OK. Then this is break in the tradition. Needs to think it out from the beginning. But I still have a fundamental problem with the plan, sorry. The description sounds like a) defining the address(es) Moodle will use to send mail b) defining the address(es) Moodle is allowed to send.

That doesn't sound right. Moodle will tipp over its own feet. I am reluctant to be old fashioned, but don't we need to make the distinction between Mali User Agent (MUA) and the Mail Transfer Agent (MTA)? Moodle is a MUA, not a MTA, and wants to remain that way.
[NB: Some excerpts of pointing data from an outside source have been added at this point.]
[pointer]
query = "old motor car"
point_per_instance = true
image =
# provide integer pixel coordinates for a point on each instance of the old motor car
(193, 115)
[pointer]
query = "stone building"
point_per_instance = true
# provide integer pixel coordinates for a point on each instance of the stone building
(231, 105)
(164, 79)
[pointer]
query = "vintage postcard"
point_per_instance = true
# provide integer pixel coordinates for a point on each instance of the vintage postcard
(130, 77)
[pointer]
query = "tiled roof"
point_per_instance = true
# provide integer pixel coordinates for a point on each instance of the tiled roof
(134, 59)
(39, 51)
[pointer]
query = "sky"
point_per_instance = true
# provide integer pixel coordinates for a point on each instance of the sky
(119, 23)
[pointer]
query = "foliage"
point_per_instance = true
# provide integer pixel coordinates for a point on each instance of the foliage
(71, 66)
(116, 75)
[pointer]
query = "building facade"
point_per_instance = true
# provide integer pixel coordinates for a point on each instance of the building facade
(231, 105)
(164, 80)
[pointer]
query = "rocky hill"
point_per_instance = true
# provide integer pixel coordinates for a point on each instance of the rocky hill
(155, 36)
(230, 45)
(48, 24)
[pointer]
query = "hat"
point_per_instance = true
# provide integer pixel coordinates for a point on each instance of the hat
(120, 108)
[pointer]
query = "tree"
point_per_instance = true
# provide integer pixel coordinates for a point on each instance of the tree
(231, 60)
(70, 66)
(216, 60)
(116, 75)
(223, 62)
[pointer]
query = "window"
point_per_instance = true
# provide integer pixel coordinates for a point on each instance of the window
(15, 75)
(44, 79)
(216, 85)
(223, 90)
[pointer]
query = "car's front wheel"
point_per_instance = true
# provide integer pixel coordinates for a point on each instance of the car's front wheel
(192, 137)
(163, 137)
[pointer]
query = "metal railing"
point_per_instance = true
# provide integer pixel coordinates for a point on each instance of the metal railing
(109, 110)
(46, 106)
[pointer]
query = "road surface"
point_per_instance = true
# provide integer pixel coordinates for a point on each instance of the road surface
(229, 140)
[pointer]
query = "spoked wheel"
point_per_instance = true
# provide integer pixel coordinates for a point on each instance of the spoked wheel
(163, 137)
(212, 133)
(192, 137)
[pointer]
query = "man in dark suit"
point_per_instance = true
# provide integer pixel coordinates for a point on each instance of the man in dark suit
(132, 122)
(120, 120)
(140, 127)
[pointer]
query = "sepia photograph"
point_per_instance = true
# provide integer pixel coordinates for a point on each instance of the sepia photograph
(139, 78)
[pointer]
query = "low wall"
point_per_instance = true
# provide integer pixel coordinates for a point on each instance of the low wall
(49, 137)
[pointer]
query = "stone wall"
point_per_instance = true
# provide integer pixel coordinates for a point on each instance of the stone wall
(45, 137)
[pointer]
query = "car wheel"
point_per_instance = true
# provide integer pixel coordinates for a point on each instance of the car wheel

Am I right?

>> Talking of the old default, the e-mail address of the admin used to play a role in e-mail sending. Is it still the case or has it been isolated and removed?
>
> There is also the support user which has been used.

So it was the site's support address I was talking about?

To make matters worse, there is also an Envelope Sender. We are talking about the body From: header, right?
In reply to Dan Poltawski

degrama

by Grant Mucha -
My Solution and two cents. This may not be entirely related to your initial issue but ties into email delivery.


Please do not remove or eliminate the Site Administration -> Plugin -> Message Outputs -> Email option to configure SMTP hosts. I also struggled with email deliver-ability for many years. Since finding this option I was able to configure Moodle to work with MailGun a transactional email provider that removes the need for me to even run mail based services on my server. On top of that, all of my delivery issues are gone and my plan at MailGun is free under 10,000 emails per month. No email services on my servers, no security issues, no IP trust issues, no headaches.


I am really not a fan of sending out any email from no-reply based accounts. This simply closes the loop if clients or students are having problems and they have to find an alternative means to communicate. All of my email transactions are from a real email address which is checked and responded to daily to assist anyone having problems.

I believe From: and To: should include the users name or business name. This generally improves delivery.

To: 'degrama@gmail.com' => 'Degrama'

From: 'info@school.com' => 'School'

Typically if the to name matches the users it will be less likely to be designated spam.

Obviously as Dan indicated all domains should have SPF and DKIM setup these days. And both are extremely easy to setup in your DNS settings.

Hopefully some of this is helpful to someone.

Cheers,

Grant

In reply to Grant Mucha

Re: degrama

by Dan Poltawski -

Nothing will be changing about the existing smtp hosts options nor the 'to' address.

In the scenario you describe above - you would set your no-reply address to info@school.com.

In reply to Dan Poltawski

Re: Rethinking email delivery from Moodle 3.2

by Michael Aherne -
Picture of Core developers Picture of Peer reviewers Picture of Plugin developers

Hi Dan, this seems sound to me, and much better than the current situation. I take it the no reply address would still be able to be used for certain types of email where no reply is expected, regardless of the whitelisting of the person originating it?